Cuando acudí al rey, tras mi recuperación, para darle las gracias por sus favores, se rio un montón a mi costa con esta aventura. Me preguntó cuáles habían sido mis pensamientos y especulaciones mientras estaba en las garras del mono; si me había gustado la comida de que me había dado y su manera de alimentarme, y si el aire del tejado me había abierto el apetito. Quiso saber qué habría hecho en semejante trance en mi país. Dije a su majestad que en Europa no teníamos monos, salvo los que se traían de otros lugares como curiosidades, y eran tan pequeños que podía enfrentarme con una docena a la vez si se les ocurría atacarme. Y en cuanto a ese animal monstruoso con el que había tenido que habérmelas (desde luego era del tamaño de un elefante), si mis miedos me hubieran dejado pensar en el sable (adoptando una expresión fiera y apoyando la mano en el puño mientras hablaba) cuando metió la zarpa en mi cámara, puede que le hubiera infligido tal herida que la habría sacado más deprisa de lo que la había metido. Todo esto lo dije con voz firme, como una persona celosa de que no se pusiera en duda su valor. No obstante, mi discurso no consiguió otra cosa que una risotada general de los presentes que el respeto debido a su majestad no logró contener. Esto me hizo pensar cuán vano intento es para un hombre tratar de darse importancia ante quienes no son sus iguales ni con los que se puede comparar. Y sin embargo, desde mi regreso he visto la moraleja de mi conducta muchas veces repetida en Inglaterra, donde un insignificante y despreciable lacayo, sin el más pequeño título de nacimiento, persona, inteligencia o sentido común, se atreve a darse importancia y a ponerse en pie de igualdad con los más grandes personajes del reino.

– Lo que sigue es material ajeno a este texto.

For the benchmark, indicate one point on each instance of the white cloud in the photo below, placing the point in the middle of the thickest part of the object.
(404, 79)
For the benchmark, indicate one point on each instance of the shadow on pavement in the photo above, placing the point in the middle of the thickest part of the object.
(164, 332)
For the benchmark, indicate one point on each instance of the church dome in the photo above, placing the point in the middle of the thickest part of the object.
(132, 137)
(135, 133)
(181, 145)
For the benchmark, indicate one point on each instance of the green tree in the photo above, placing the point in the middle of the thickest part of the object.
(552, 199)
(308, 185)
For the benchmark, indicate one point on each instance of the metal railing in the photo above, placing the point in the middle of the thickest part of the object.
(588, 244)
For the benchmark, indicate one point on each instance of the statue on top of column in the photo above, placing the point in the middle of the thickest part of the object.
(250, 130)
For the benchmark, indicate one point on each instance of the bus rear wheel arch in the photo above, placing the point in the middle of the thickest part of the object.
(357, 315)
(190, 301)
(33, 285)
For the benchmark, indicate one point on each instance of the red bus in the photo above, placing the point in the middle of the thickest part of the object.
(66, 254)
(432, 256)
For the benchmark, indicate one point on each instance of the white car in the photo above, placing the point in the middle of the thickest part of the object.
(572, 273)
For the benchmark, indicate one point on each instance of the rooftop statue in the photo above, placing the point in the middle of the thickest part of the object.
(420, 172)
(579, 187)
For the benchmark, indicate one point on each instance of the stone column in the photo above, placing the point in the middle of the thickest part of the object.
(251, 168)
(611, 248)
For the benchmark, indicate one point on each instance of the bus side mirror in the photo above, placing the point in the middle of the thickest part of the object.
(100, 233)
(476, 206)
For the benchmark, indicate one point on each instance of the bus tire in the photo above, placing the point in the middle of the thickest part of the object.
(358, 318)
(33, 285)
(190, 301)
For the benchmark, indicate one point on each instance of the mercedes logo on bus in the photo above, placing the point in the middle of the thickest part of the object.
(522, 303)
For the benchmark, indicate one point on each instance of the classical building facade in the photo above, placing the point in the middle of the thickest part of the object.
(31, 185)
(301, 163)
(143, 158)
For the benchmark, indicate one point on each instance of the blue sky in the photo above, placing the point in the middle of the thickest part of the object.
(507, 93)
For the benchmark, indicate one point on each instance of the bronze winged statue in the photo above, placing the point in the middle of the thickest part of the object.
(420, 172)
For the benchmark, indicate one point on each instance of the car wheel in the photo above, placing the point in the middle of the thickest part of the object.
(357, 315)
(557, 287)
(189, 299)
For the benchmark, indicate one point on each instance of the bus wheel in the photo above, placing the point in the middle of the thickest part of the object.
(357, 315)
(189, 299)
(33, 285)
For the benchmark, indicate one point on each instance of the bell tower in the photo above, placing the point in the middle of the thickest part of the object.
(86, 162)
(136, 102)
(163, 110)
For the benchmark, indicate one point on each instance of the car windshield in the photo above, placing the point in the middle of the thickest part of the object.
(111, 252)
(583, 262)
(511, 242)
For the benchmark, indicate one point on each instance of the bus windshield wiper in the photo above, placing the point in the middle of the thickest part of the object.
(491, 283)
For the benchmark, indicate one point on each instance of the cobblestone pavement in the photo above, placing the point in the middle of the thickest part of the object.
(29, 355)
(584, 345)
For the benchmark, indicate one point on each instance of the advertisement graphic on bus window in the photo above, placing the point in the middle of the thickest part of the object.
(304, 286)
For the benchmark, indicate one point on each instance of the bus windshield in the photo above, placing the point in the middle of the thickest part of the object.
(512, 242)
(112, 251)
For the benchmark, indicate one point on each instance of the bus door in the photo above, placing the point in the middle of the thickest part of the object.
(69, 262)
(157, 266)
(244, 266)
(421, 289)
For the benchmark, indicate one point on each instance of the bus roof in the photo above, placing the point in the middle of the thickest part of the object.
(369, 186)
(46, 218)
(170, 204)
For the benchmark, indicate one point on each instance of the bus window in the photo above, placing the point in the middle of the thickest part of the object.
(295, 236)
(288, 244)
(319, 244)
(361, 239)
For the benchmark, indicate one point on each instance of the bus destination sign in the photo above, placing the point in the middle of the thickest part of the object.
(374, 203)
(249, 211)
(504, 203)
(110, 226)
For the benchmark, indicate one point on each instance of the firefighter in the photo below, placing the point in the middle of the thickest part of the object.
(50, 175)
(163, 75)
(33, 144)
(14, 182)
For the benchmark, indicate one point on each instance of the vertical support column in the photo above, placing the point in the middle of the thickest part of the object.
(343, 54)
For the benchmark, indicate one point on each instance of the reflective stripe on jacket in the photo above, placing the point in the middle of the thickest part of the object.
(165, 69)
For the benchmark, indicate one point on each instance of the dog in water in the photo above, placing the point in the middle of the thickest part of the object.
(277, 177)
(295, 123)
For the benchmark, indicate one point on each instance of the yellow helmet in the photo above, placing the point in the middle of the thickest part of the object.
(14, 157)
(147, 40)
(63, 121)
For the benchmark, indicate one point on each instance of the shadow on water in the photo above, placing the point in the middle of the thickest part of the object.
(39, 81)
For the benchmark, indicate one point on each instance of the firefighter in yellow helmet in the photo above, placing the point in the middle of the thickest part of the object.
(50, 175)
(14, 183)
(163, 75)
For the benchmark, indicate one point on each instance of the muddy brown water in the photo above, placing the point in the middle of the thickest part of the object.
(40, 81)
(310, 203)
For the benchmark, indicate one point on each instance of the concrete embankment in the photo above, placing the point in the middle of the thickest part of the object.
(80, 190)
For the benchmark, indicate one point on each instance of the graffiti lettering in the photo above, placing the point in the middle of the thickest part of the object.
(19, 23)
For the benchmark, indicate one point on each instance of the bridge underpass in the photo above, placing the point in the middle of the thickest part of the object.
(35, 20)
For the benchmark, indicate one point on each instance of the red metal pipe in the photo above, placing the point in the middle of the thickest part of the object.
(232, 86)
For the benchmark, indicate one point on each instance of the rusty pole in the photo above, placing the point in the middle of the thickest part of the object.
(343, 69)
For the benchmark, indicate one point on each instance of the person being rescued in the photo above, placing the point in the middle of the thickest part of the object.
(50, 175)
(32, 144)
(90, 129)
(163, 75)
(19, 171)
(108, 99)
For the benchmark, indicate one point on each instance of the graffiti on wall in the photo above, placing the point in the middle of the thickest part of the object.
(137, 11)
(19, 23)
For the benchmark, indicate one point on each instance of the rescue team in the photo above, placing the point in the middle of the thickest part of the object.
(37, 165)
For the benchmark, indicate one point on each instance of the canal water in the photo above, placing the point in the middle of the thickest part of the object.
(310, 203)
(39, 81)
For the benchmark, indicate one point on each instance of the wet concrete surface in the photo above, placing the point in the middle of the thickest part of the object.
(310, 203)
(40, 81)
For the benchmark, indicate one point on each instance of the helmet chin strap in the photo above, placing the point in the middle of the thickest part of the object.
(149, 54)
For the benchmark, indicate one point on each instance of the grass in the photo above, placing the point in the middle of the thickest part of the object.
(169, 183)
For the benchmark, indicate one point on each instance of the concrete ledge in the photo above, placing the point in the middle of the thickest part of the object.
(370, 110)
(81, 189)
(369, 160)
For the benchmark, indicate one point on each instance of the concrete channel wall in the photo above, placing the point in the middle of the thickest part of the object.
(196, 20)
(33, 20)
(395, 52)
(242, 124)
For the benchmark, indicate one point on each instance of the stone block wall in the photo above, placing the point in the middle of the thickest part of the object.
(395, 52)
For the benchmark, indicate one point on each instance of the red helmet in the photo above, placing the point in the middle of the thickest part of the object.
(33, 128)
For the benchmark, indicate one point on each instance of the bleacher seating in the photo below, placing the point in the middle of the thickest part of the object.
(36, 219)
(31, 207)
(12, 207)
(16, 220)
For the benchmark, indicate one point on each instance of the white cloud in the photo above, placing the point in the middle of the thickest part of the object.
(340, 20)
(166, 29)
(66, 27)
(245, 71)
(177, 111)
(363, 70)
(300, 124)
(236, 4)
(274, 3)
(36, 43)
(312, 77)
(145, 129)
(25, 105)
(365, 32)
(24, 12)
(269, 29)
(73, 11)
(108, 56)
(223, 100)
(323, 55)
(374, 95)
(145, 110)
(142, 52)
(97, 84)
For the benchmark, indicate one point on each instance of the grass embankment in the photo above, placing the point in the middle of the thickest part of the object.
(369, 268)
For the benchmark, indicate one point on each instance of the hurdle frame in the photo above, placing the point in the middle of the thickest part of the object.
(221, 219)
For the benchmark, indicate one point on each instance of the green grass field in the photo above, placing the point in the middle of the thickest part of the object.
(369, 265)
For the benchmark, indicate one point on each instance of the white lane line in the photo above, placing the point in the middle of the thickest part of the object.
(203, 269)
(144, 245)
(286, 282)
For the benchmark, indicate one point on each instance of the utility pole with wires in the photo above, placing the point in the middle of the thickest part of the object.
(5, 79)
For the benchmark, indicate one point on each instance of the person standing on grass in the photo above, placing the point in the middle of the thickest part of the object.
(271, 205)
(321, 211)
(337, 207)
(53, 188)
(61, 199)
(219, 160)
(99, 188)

Yo proporcionaba diariamente a la corte alguna ridícula anécdota; y Glumdalclitch, aunque me quería sobremanera, era lo bastante pilluela para correr a informar a la reina, cada vez que cometía alguna estupidez que ella juzgaba que divertiría a su majestad. Como había estado indispuesta, su institutriz la había sacado a tomar el aire a una hora de distancia, o sea a tres millas de la ciudad. Se apearon del coche cerca de un pequeño sendero del campo; y tras dejar Glumdalclitch en el suelo mi gabinete de viaje, salí a dar un paseo. Había en el sendero un boñigo, y juzgué oportuno probar que me encontraba en forma intentando saltarlo. Cogí carrera, pero por desgracia el salto fue corto, fui a caer justo en medio, y me hundí hasta las rodillas. Salí de él con cierta dificultad, y un lacayo me limpió lo mejor que pudo con su pañuelo; porque estaba pringado de porquería. Mi niñera me encerró en el gabinete hasta que regresamos a casa, donde la reina fue informada en seguida de lo que había ocurrido, y los lacayos lo airearon por la corte, de manera que durante días se estuvieron riendo todos a mi costa.